We apply differencing and recheck for stationarity.
data_df['p (mbar)'] = data_df['p (mbar)'] - data_df['p (mbar)'].shift(1)
data_df['T (degC)'] = data_df['T (degC)'] - data_df['T (degC)'].shift(1)
data_df = data_df.dropna()
lag_plots(data_df)
kpss_test(data_df)
p (mbar) | T (degC) | |
---|---|---|
Test statistic | 0.0009 | 0.0024 |
p-value | 0.1000 | 0.1000 |
Critical value - 1% | 0.2160 | 0.2160 |
Critical value - 2.5% | 0.1760 | 0.1760 |
Critical value - 5% | 0.1460 | 0.1460 |
Critical value - 10% | 0.1190 | 0.1190 |
adf_test(data_df)
p (mbar) | T (degC) | |
---|---|---|
Test statistic | -38.6219 | -41.3374 |
p-value | 0.0000 | 0.0000 |
Critical value - 1% | -3.4304 | -3.4304 |
Critical value - 5% | -2.8616 | -2.8616 |
Critical value - 10% | -2.5668 | -2.5668 |
Result: All three conclusively agree that both data are now stationary.
We next split the data and select the lag order \(p\).
train_df, test_df = splitter(data_df)
select_p(train_df)
AIC 59
BIC 53
HQIC 54
FPE 59
dtype: int64
We select \(p=30\). We finally fit our VAR model and test for Granger Causality.
p = 30
model = VAR(train_df)
var_model = model.fit(p)
granger_causation_matrix(train_df, train_df.columns, p)

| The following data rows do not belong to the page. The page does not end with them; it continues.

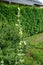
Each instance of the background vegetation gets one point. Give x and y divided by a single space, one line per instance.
32 23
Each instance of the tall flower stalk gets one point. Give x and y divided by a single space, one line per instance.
20 55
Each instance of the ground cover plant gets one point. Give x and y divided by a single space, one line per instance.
30 26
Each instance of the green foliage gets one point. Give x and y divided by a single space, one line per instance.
31 20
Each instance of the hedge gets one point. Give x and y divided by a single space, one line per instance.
31 22
32 19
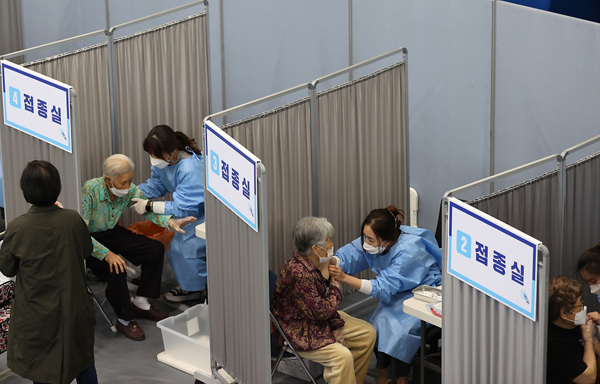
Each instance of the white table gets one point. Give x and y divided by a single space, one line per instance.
417 308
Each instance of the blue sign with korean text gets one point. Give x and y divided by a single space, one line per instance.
37 105
493 257
231 173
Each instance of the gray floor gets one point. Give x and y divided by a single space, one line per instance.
120 360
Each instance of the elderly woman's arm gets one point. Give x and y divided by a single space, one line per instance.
589 357
9 264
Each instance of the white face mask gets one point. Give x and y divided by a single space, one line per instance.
373 250
158 163
118 192
580 317
329 255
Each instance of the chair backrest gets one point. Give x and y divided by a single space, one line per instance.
272 281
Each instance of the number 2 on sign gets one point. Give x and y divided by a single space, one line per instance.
463 245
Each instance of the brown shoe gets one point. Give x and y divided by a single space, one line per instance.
131 331
153 313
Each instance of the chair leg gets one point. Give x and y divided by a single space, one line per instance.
110 324
277 362
312 379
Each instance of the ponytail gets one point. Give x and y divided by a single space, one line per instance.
187 142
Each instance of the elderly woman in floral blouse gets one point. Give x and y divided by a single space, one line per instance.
305 303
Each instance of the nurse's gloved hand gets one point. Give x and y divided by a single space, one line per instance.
338 337
594 316
140 205
587 331
337 273
177 224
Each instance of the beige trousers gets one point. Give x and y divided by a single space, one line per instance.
346 364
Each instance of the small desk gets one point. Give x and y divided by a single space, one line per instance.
417 308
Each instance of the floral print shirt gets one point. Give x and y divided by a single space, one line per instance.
101 214
304 305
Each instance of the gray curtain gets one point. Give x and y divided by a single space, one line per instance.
363 156
18 149
582 218
531 207
162 78
281 139
87 71
11 32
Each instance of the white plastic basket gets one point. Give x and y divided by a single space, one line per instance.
186 338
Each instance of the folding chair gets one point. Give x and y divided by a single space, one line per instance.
98 304
286 352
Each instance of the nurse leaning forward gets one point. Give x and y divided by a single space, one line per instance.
402 258
177 169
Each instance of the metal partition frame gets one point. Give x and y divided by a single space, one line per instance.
314 122
239 304
500 352
231 347
485 341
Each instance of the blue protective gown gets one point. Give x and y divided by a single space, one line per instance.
186 252
414 260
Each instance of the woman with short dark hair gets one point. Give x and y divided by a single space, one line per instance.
51 337
402 258
177 169
305 303
572 348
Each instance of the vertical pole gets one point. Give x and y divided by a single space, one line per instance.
350 40
314 146
543 283
2 165
493 98
107 14
75 145
562 207
111 87
404 88
208 71
222 38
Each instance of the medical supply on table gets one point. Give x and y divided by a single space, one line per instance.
428 293
435 308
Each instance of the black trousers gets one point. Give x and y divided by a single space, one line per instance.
137 249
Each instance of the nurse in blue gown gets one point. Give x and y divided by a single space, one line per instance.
402 258
177 169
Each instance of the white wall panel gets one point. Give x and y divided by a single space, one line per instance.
546 82
449 45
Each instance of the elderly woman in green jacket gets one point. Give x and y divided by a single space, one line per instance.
51 336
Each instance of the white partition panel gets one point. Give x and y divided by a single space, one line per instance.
546 84
449 49
237 260
485 341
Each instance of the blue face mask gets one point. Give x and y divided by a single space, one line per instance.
329 255
158 163
373 250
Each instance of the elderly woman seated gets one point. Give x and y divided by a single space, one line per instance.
572 348
305 303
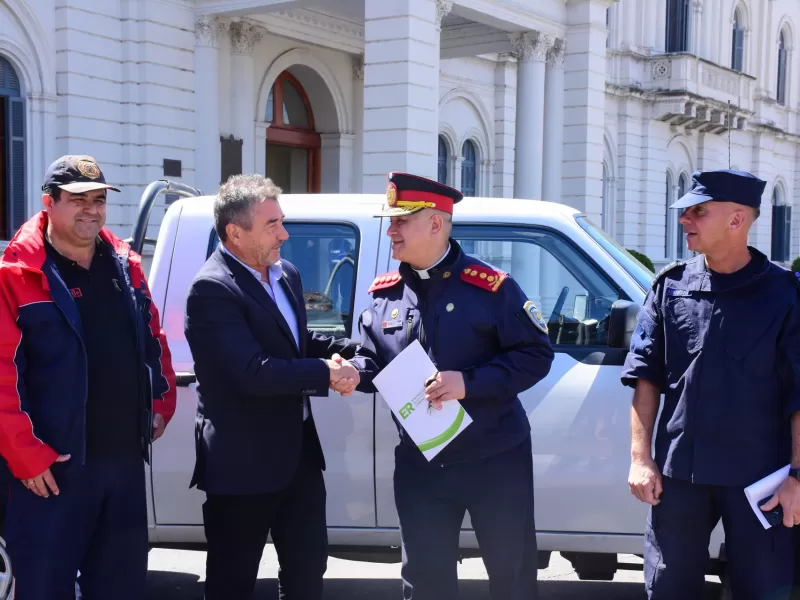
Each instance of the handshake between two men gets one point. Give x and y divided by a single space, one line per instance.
344 376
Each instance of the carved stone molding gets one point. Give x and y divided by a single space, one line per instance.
443 8
531 45
205 31
244 37
555 56
358 67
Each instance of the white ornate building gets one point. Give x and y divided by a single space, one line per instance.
607 106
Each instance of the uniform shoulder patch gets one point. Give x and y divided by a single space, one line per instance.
535 315
385 281
483 277
665 270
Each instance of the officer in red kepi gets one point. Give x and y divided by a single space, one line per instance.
85 385
489 344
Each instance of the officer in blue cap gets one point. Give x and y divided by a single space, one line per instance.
719 337
489 344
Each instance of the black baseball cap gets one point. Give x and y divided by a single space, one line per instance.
727 185
75 174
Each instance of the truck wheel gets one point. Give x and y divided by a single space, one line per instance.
594 566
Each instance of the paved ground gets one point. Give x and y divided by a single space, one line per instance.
178 575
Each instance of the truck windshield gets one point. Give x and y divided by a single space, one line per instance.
638 271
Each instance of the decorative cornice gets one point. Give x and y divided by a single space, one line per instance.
358 67
443 8
555 56
244 37
531 45
205 31
322 21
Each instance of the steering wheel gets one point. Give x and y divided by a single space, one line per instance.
562 297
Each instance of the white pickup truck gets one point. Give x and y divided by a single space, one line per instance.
583 282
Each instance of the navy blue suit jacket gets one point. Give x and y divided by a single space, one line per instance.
252 379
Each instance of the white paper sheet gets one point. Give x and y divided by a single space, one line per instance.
402 385
765 488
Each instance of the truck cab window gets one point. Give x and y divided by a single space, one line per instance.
574 296
326 256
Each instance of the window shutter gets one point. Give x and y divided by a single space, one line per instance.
231 157
16 160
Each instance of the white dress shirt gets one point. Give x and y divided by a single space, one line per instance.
278 294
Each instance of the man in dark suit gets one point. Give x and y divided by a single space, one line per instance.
259 459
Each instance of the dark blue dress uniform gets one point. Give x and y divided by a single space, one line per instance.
725 351
474 319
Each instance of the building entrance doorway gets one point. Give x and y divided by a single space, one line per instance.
293 145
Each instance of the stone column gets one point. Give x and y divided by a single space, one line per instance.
698 39
554 122
531 50
243 115
584 103
207 150
358 113
401 89
505 102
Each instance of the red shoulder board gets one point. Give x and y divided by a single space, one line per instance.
484 277
384 281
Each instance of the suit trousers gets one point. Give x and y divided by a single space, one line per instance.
237 527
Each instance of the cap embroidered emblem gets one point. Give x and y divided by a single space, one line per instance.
88 169
391 195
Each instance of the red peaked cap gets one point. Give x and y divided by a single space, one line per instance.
407 194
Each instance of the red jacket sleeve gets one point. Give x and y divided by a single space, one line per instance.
157 354
27 456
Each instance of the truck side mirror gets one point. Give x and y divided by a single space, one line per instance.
622 323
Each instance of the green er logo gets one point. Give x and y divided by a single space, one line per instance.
406 410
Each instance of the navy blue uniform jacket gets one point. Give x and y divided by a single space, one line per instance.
474 321
725 351
251 378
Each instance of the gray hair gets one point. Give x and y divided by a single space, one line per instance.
236 199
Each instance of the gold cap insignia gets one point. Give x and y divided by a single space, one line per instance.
391 195
88 169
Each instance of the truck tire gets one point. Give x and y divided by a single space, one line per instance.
592 566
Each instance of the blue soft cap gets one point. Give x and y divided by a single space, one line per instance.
740 187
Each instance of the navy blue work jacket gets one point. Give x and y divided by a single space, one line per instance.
725 351
474 321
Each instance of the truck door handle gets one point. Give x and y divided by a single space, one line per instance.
185 379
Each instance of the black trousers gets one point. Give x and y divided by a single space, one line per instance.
431 503
760 561
96 526
237 527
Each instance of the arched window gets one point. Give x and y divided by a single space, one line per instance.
468 176
293 145
442 174
681 249
737 45
669 218
781 226
12 151
782 58
677 26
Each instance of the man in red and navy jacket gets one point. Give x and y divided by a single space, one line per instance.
86 385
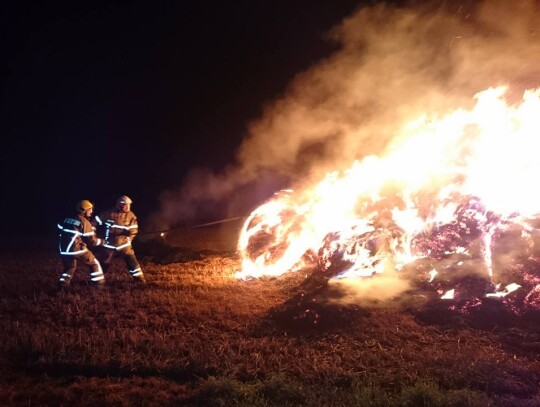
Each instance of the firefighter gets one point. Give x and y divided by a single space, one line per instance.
76 233
119 227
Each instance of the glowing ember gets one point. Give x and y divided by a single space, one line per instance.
447 188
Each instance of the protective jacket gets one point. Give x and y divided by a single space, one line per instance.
75 234
120 228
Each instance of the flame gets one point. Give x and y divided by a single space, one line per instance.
444 183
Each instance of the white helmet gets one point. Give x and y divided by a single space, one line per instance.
124 200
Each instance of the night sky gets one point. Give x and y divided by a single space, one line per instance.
127 98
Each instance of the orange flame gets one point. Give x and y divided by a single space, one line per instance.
372 213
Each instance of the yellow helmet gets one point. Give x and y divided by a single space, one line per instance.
123 200
84 205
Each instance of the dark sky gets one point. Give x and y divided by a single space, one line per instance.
127 97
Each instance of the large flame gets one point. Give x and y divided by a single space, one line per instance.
443 185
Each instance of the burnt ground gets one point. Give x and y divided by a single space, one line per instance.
195 335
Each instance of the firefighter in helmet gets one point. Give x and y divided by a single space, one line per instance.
76 233
119 227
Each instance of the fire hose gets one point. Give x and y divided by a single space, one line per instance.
194 226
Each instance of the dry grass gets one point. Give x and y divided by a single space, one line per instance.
197 336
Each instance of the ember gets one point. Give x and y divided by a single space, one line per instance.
449 208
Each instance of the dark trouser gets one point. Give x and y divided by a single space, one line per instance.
128 254
70 265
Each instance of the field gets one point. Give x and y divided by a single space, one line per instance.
197 336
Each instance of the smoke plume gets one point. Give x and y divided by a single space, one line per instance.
392 64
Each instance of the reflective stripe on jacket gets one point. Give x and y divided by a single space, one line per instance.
75 234
119 228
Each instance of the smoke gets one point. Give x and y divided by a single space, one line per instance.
392 65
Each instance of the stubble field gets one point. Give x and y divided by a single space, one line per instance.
195 335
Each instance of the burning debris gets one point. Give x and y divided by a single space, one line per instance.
455 220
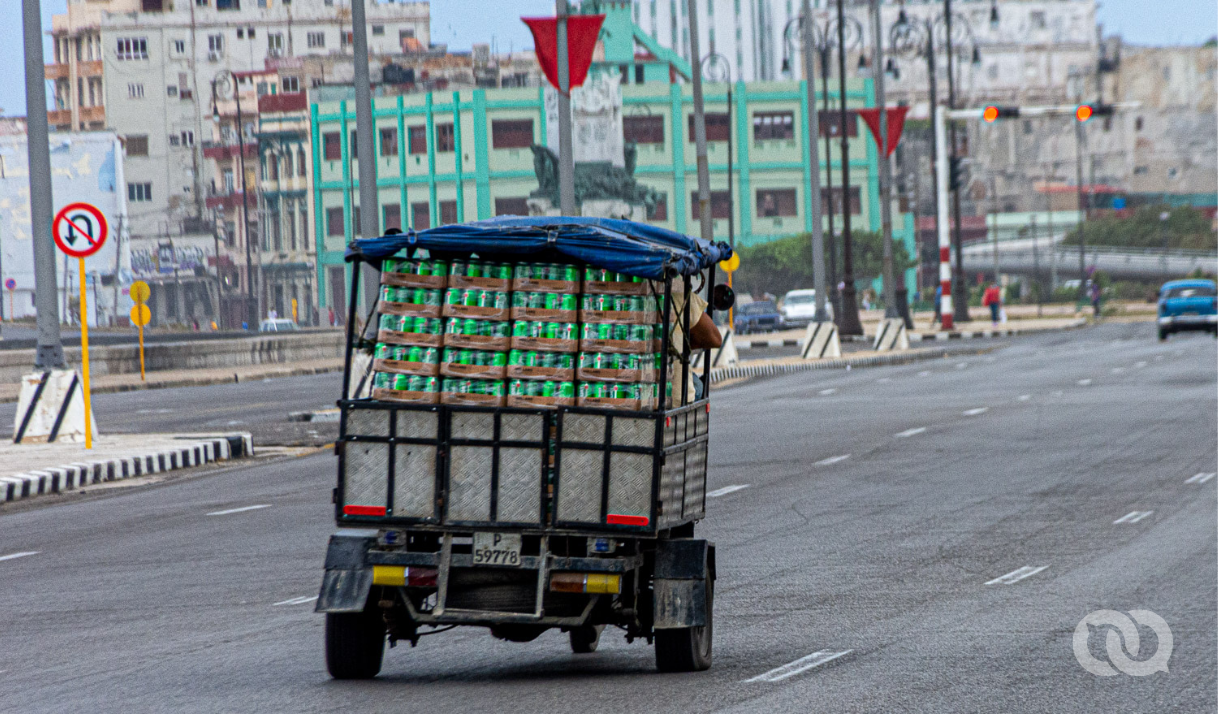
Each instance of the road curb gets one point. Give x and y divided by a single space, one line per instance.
744 371
193 452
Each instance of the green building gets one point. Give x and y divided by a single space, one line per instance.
456 156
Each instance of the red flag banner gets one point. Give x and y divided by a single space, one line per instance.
581 38
895 124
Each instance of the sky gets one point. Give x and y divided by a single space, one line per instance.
463 22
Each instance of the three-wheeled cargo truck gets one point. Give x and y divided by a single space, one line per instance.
521 478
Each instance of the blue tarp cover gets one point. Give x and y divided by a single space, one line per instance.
624 246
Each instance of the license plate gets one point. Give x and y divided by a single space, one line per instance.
496 548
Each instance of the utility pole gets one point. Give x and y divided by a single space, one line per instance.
699 128
369 205
886 168
565 156
50 347
814 128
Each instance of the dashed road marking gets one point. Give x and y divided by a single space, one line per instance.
302 600
242 509
799 665
1016 575
726 490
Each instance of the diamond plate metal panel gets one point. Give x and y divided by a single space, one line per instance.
366 481
473 425
519 485
633 431
521 428
469 483
584 428
579 485
414 485
368 422
630 484
418 424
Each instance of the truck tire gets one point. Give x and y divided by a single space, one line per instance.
355 645
585 640
687 648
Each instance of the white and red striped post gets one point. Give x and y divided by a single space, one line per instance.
942 219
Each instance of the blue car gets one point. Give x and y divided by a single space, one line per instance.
758 317
1188 305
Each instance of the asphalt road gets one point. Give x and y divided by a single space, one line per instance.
878 506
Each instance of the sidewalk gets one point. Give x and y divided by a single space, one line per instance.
32 469
115 383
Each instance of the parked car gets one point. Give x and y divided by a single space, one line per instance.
1188 305
756 317
278 325
799 308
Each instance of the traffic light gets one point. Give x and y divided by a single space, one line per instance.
993 113
1085 111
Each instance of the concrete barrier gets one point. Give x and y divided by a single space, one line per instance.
278 349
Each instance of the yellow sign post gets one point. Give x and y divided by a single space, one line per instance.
140 313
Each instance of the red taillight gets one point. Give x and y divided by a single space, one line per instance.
363 511
621 519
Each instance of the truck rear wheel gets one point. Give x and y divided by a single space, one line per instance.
585 640
687 648
355 645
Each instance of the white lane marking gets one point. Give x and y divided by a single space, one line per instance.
242 509
726 490
1016 575
302 600
800 665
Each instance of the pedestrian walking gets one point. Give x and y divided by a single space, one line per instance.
993 300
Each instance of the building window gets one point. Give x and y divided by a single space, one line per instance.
831 123
417 137
331 146
720 205
644 129
137 145
389 141
512 206
660 212
445 139
133 49
776 202
139 191
420 216
512 133
334 221
392 216
767 126
716 127
447 212
836 200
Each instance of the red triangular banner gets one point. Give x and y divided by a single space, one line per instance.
581 38
895 124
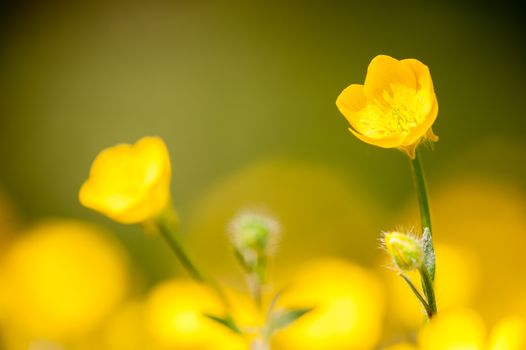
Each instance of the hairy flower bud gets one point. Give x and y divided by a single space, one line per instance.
405 250
255 233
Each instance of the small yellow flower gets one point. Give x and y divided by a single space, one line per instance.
129 183
395 107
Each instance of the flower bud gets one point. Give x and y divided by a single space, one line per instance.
405 250
253 233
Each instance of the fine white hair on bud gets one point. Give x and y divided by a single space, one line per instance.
405 250
254 233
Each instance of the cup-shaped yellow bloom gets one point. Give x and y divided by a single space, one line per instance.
129 183
395 107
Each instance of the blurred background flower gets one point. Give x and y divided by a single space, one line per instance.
60 280
244 95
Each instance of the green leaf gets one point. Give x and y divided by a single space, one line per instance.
225 321
284 318
429 253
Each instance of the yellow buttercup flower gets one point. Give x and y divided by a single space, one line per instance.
175 318
347 302
395 107
60 280
129 183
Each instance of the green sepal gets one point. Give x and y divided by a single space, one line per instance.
226 321
429 252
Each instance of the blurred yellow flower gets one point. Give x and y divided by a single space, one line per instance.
395 107
61 279
461 329
174 316
464 329
509 334
129 183
348 308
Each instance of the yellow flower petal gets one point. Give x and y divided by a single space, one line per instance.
129 183
385 71
396 106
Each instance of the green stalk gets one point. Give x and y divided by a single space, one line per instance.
169 233
427 272
421 190
429 291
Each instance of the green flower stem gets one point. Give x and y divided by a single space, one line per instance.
427 270
169 232
421 190
429 291
420 298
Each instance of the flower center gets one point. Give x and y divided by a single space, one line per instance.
396 113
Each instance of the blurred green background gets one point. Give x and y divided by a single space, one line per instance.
244 94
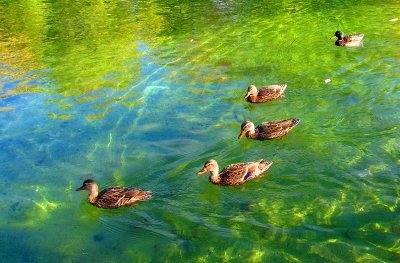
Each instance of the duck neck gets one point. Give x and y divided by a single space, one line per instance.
92 197
214 176
253 133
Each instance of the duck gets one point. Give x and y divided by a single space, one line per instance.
114 196
352 40
262 94
267 130
234 174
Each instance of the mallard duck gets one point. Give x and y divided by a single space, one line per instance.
262 94
353 40
267 130
234 174
114 196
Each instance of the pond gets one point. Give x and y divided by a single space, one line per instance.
142 93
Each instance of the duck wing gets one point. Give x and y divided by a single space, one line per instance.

p (mbar)_x | T (degC)_x | |
---|---|---|
p (mbar)_y | 1.0 | 0.0 |
T (degC)_y | 0.0 | 1.0 |
Recall: If a given p-value is < significance level (0.05), then, the corresponding X series (column) causes the Y (row).
Result: For this particular example, we can say that changes in pressure Granger causes changes in temperature. Conversely, changes in temperature also Granger causes pressure. This is another example of feedback. This means that pressure data improves changes in temperature prediction performance, and temperature data also improves pressure prediction performance.
Summary¶
We have introduced the notion of causality in this chapter, and discussed its implications on time series analysis. We also applied the Granger Causality Test for linear VAR models for several datasets, seeing different examples of causality between the variables explored.
Causality will be revisited in a later chapter, in particular addressing the limitations of the method discussed in this chapter and discussing causality for nonlinear models.